Table 1 DNA:DNA relatedness percentages between representatives o

Table 1 DNA:DNA relatedness percentages between representatives of two novel Enterobacter species and closely-related species   1 2 3 4 5 6 7 8 1 100               2 89(4) 100             3 33(16) 38(10) 100           4 31(17) 33(10) 93(6) 100         5 35(2) 33(9) 35(17) 31(7) 100       6 32(10) 35(2) 59(7) 58(3)

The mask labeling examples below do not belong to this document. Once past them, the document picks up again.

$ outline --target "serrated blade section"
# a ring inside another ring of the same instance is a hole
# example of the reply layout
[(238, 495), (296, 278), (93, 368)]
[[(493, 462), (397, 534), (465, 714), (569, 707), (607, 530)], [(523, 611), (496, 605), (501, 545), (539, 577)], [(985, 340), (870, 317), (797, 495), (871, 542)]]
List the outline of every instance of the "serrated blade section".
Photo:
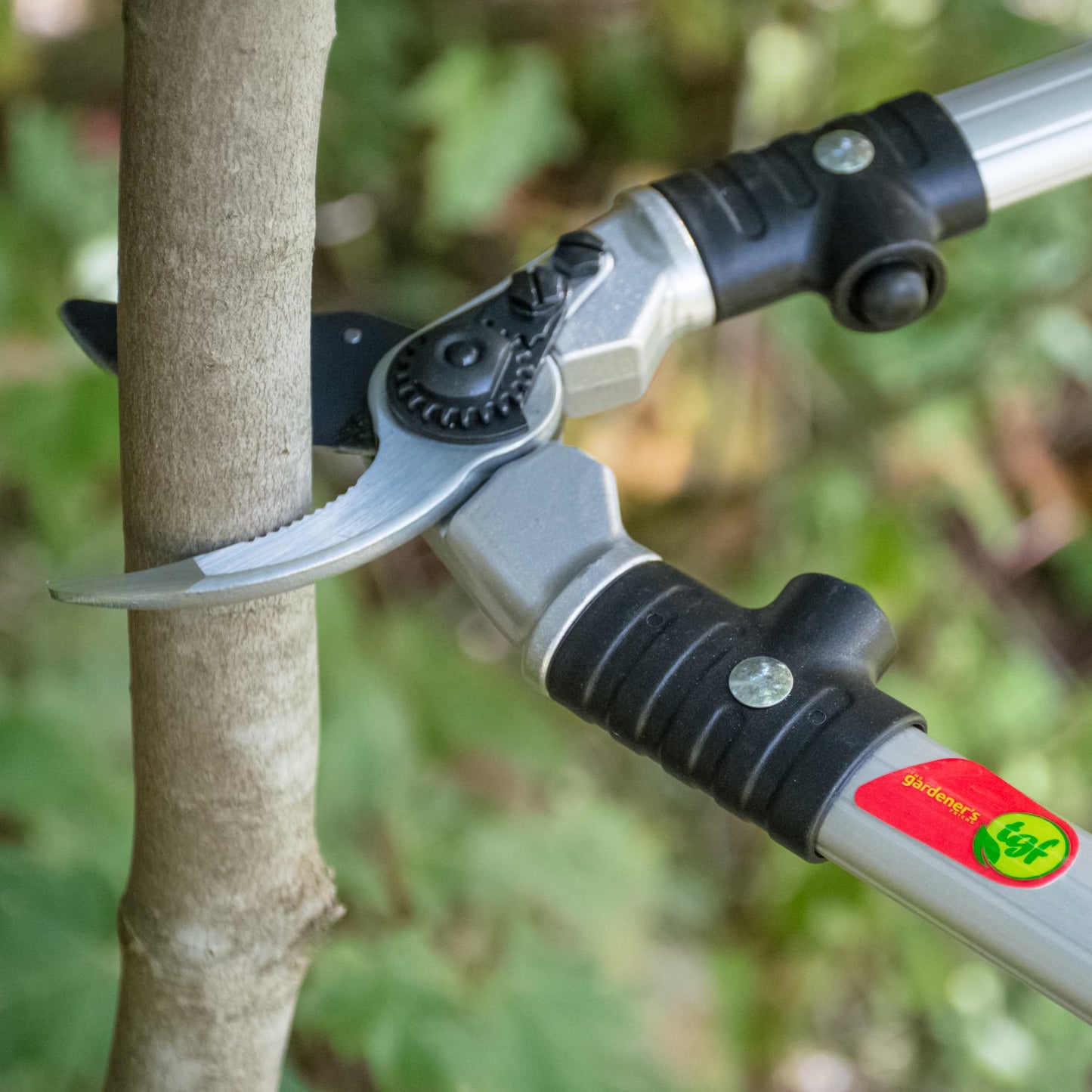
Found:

33(2) 100     7 39(9) 41(3) / 61(9) 43(8) 79(6) 100   8 33(8) 31(1) 63(8) 60(14) 33(21) 66(17) 71(2) 100 The data are based on means of at least 4 hybridizations. The values given between brackets are the differences between the reciprocal values. Taxa: 1, Enterobacter oryzendophyticus REICA_032; 2, Enterobacter oryzendophyticus REICA_082T; 3, Enterobacter oryziphilus REICA_142T; 4, Enterobacter oryziphilus REICA_191; 5, Enterobacter cowanii LMG 23569T; 6, Enterobacter radicincitans LMG 23767T; 7, Enterobacter oryzae LMG 24251T; 8, Enterobacter

arachidis LMG 26131T. CH5183284 Furthermore, group-I type strain REICA_142T DNA showed only about 35-60% relatedness with the DNA of the closest relatives E. arachidis LMG 26131T (63% ±8), E radicincitans LMG 23767T (59% ±7) and E. cowanii LMG selleckchem 23569T (35% ±17). This finding is consistent with the contention that the group-I strains indeed form a separate species, within the genus Enterobacter. Similarly, strain REICA_082T genomic DNA revealed relatedness values that were significantly below the 70% cut-off value with that of the closest-related strains E. oryzae LMG 24251T (41% ±3), E. radicincitans LMG 23767T (35% ±2), E. cowanii LMG 23569T (33% ±9) and E. arachidis LMG 26131T (31% ±1) (Table 1). Again, this finding supports our contention that also the group-II strains form a separate species within the genus Enterobacter. It was interesting to note that the DNA-DNA relatedness values between E. radicincitans LMG 23767T and E. oryzae LMG 24251T (79% ±6) and between E. radicincitans LMG 23767T and E. arachidis LMG 26131T (66% ±17), in our experiments, were much higher than those reported by the original authors [3]. Support for the robustness

of our data is provided by the phylogenetic relationships revealed by the rpoB gene sequences, where E. radicincitans D5/23T and E. arachidis Phosphoribosylglycinamide formyltransferase Ah-143T were 98.9% similar. These data were further consistent with the cellular fatty acid profile data (see below), which were indistinguishable at strain level. The overall genomic DNA G+C content was determined according to the HPLC method [20] using the DNA prepared for the DNA:DNA hybridization analyses. The values (means of three independent analyses of the same DNA sample) for the selected group-II strains REICA_032 and REICA_082T and group-I strains REICA_142T and REICA_191 were 52.7, 52.9, and 52.1 and 51.7 mol%, respectively. These values are within the lower range of the DNA mol% G + C, i.e. 52–60 %, of all members of the genus Enterobacter[21].